The training will be performed as follows. $k_{t+n}$ is the number of agents active at time t+n. The $k_{t+n}$ can be larger or smaller than $k_{t}$. This is because at time step t, any number of agents may be terminated early or new agents may be created.

MA-POCA Counterfactual Baseline (Actor Updates)

$1\leq i\leq k_t, i\neq j$ We learn the counterfactual baseline of an agent j by learning a value function conditional on the observation-action pairs of all agents i such that Here, we consider observations and observation-action pairs as separate entities and, as in the Critic's update, we use RSA blocks and observation and observation-action encoders to learn the baseline of agent j as

then the advantage function of agent j is defined to be

is the same as Note that $y^{(\lambda)}$ is the same as the one used to update Critic.

experiment

We empirically evaluate MA-POCA in four multi-agentenvironmentsand compare its performance to that of COMA, a multi-agent reinforcement learning method, and PPO, a single-agent reinforcement learning method. Toolkit and the remaining one is from Multi-Agent Particle Environments. A detailed description of the environment follows.

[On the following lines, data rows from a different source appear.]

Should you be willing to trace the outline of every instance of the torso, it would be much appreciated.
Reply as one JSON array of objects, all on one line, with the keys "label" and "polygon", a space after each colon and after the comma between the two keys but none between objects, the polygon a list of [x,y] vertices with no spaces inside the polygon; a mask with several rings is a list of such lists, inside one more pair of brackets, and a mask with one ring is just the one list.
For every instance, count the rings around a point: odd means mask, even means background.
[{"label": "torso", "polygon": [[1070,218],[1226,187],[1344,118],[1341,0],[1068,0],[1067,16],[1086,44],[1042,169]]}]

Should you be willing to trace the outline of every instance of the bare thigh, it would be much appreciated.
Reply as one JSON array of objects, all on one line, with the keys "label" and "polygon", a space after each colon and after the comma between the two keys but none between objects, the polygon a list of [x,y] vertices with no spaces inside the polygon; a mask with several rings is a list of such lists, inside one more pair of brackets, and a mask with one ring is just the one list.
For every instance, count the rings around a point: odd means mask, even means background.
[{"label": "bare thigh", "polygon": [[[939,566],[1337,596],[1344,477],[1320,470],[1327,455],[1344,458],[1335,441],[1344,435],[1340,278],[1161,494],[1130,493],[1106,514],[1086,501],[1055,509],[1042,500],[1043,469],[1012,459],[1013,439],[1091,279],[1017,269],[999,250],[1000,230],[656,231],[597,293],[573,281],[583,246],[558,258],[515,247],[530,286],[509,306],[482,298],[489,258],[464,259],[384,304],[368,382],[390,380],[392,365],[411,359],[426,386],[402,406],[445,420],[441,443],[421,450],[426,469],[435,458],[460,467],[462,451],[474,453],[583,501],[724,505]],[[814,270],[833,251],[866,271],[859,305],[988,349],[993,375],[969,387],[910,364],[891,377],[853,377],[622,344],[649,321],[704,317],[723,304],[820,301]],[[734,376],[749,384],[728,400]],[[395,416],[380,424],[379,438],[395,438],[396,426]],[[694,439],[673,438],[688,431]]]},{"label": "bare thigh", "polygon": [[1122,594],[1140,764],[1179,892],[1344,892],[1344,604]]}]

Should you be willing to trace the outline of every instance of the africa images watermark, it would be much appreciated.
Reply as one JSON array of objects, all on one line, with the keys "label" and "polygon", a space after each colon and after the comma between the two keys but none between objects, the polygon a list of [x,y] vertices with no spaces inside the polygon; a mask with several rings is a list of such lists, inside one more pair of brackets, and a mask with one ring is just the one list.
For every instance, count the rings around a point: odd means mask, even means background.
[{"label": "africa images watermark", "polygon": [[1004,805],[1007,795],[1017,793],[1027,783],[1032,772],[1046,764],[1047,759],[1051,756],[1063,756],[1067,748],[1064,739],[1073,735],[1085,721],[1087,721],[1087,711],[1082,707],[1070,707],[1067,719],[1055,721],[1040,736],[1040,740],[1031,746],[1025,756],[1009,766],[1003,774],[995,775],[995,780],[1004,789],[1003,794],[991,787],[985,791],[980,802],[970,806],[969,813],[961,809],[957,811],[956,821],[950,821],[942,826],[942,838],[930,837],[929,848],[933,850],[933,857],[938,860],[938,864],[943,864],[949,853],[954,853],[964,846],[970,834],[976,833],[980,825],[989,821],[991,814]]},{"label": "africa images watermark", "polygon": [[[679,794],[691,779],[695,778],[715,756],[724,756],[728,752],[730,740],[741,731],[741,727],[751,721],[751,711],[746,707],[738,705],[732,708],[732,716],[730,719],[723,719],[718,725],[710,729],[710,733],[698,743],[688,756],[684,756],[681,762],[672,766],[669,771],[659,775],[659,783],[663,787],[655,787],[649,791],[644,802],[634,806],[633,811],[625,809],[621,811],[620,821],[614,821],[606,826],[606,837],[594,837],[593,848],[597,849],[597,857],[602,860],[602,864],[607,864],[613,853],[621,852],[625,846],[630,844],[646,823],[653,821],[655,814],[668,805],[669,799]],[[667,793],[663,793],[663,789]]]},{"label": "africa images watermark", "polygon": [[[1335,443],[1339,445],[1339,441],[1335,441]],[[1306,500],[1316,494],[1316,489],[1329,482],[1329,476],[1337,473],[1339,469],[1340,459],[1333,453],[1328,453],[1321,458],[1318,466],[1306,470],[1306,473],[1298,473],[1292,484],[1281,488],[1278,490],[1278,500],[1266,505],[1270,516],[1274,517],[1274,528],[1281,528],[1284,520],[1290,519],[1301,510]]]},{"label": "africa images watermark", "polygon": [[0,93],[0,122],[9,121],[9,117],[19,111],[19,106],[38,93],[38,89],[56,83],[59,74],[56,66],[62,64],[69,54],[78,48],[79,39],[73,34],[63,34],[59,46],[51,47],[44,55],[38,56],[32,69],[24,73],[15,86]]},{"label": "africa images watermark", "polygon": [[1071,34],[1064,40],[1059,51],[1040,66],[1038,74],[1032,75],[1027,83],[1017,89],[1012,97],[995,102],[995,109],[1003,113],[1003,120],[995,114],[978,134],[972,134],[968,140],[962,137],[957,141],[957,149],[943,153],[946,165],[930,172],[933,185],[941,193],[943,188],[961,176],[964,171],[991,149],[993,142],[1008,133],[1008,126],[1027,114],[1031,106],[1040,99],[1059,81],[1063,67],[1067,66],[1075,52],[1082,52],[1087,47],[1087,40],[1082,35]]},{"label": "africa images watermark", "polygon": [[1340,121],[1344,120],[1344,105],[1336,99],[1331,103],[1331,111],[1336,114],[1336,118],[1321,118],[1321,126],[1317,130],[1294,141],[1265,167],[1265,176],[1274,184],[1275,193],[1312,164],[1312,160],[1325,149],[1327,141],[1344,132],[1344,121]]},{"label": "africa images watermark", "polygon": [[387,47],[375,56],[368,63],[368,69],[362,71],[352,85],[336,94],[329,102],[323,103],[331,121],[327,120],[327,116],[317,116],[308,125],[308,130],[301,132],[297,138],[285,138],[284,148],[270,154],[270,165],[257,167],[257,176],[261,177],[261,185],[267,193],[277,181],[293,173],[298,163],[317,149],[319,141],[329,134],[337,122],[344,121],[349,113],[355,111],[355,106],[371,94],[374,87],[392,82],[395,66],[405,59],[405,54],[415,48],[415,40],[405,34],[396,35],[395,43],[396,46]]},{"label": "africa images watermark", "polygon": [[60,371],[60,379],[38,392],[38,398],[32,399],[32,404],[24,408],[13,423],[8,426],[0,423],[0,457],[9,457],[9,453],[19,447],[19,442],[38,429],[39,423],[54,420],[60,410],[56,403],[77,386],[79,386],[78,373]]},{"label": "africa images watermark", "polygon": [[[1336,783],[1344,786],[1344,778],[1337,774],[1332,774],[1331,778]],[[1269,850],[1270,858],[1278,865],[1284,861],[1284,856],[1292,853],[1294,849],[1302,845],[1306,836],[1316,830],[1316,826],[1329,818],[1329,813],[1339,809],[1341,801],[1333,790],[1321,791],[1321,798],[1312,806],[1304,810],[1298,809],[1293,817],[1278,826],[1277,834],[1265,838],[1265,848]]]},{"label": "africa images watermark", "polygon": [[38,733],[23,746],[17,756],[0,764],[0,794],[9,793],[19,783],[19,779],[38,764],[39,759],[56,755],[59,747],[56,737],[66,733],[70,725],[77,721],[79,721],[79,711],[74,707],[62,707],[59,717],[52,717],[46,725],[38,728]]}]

(a) Collaborative Push Block: Agents (blue, yellow, purple) push the white block to the green area. Larger blocks require more agents to push
(b) Simple Spread: Agents (purple) must move to cover the target (black) without bumping into each other
(c) Baton Pass: The blue agent grabs the green FOOD and presses the green button to spawn another agent and grab the next FOOD, and so on!
(d) Dungeon Escape: The blue agent must defeat the green dragon and sacrifice one of them to get the key out. Your teammates must pick up the key and get to the door while avoiding the pink dragon!

The experimental results are as follows: MA-POCA outperformed the other methods in all four environments, especially in the environments with agent creation and annihilation ((c) and (d)). Conversely, PPO failed to find optimal strategies in all four environments and converged to a local optimum. This may be due to partial observability brought about by decentralized learning and action. We also find that MA-POCA converges faster than COMA, which may be due to the inefficient input representation of Critic in COMA due to the absorbing state.

Conclusion.

In this paper, we present a novel multi-agent reinforcement learning method to solve the Posthumous Credit Assignment ) problem, a novel multi-agent reinforcement learning method for solving the problem. MA-POCA is proposed. In conventional MARL, this problem is handled by applying an absorbing state to agents that terminate early. MA-POCA, however, can train agents without using an absorbing state by using Attention. In our experiments, we demonstrated that MA-POCA outperforms COMA and PPO on the MARL task. In the future, we plan to investigate possible forms of other algorithms in the distributed POMDP framework for problems where the maximum number of agents N is unknown.